The director snorted. “All our roles have been cast, except for the earthworm. Can you be an earthworm?”
“I could try!”
The director rolled his eyes. “Fine. Let’s see. You’re an earthworm. Go.”
Little Fox wiggled across the stage. He pretended to burrow into the ground.
The director nodded approvingly, and Little Fox glowed with pride.
The director’s face fell. “No glowing!”
Little Fox scrunched up his face. “Sorry!”
The director sighed. “It’s all right. It’s your first rehearsal. But don’t glow, don’t be a fox, don’t run.”
But later, Little Fox did run, around the stage with the children of some of the actors. He leaped over stools and raced around corners, laughing like frost shimmering on a tree. And he glowed brighter than a swarm of fireflies.
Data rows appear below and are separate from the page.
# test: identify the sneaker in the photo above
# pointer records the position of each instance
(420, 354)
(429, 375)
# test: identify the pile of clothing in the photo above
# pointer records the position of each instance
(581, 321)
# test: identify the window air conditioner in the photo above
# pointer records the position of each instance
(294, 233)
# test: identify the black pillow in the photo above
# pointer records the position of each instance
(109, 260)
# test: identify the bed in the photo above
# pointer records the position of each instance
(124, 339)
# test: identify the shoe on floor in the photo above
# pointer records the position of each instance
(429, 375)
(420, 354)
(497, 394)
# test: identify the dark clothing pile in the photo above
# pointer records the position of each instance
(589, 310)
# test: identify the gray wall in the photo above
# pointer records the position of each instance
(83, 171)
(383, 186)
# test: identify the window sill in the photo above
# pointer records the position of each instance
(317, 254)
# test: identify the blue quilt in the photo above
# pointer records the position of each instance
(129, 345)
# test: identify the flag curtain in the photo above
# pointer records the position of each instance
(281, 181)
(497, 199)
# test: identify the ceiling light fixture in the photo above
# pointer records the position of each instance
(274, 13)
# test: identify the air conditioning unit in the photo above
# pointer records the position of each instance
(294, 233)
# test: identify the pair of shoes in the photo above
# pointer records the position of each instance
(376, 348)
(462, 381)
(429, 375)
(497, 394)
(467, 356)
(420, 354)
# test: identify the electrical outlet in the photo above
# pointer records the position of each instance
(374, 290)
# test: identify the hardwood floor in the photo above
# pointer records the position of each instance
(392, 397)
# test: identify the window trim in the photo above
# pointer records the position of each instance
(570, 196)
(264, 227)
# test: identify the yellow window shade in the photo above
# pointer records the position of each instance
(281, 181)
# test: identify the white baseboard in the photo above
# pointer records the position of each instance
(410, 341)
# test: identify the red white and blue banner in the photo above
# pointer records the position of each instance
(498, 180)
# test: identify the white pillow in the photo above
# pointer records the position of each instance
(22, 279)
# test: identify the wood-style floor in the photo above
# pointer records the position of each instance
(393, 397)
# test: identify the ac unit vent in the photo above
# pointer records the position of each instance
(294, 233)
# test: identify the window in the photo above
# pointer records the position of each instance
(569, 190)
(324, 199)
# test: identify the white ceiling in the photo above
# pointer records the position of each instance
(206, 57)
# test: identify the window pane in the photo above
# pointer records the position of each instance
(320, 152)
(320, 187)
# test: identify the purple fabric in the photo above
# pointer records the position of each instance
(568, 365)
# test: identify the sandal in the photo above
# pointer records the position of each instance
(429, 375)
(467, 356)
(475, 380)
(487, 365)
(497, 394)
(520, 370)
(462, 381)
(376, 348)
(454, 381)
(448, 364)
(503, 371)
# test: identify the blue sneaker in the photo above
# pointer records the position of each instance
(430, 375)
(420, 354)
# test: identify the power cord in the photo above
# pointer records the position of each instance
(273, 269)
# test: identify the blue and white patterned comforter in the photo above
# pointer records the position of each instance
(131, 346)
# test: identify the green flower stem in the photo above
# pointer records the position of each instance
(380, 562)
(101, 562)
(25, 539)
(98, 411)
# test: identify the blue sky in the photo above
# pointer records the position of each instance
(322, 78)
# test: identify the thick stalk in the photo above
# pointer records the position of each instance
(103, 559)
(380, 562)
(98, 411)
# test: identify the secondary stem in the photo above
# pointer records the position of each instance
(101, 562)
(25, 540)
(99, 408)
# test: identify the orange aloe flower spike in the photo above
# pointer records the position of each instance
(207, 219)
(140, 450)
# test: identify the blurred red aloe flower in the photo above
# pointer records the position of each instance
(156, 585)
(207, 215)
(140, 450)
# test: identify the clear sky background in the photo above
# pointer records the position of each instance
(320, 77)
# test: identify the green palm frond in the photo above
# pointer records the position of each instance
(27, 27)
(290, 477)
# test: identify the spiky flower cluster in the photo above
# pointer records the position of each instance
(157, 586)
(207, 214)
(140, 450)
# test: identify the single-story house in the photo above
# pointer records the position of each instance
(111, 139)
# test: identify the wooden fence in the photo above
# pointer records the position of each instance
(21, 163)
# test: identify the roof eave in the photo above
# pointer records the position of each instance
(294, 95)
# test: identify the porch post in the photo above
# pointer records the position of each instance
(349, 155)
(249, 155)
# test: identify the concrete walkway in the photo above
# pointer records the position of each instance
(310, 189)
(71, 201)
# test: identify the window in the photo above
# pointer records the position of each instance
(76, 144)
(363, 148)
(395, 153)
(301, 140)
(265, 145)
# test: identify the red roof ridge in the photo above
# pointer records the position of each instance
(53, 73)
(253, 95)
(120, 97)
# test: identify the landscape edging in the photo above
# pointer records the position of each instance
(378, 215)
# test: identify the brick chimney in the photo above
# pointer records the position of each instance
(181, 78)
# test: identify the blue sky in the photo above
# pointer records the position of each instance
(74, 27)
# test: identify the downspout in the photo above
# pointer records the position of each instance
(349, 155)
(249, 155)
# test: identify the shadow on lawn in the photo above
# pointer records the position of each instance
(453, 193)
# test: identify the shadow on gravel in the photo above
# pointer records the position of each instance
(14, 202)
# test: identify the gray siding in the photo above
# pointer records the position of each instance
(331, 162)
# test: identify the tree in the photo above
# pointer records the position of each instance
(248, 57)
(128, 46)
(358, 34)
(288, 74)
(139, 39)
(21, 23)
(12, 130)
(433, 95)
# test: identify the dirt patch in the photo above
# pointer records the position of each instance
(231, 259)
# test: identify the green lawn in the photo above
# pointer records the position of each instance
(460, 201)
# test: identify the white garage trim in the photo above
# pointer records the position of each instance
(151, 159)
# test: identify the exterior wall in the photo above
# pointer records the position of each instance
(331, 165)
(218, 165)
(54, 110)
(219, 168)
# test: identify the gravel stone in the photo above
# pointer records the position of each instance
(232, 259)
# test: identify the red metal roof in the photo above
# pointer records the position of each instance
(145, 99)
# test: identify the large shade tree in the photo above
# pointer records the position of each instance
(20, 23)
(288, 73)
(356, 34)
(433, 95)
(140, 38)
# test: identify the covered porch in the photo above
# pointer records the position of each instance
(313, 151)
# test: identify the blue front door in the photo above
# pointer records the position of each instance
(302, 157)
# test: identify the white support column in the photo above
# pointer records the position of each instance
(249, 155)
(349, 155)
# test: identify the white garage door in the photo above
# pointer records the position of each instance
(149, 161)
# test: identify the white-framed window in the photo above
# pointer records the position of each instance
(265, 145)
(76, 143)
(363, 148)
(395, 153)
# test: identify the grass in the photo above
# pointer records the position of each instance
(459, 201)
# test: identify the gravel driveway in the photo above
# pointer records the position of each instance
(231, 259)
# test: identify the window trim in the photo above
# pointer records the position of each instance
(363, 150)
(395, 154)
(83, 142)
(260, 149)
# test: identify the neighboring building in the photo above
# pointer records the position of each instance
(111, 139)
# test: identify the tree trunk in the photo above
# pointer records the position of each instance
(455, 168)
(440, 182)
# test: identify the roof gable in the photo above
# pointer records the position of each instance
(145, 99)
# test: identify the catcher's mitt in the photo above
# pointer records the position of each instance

“Fox!” bellowed the director.
Startled, Little Fox crashed into a table. He wriggled out from under it, only to be grabbed by the scruff of his neck. The director hauled him back to the crate and dropped him in.
“Sorry,” said the director, “but you can’t be yourself here. Maybe the circus can use you.” He slammed the lid shut.
Little Fox whimpered.
Little Fox was loaded into another truck. He shut his eyes and ignored the darkness but couldn’t stop hearing all the angry things that had been said to him.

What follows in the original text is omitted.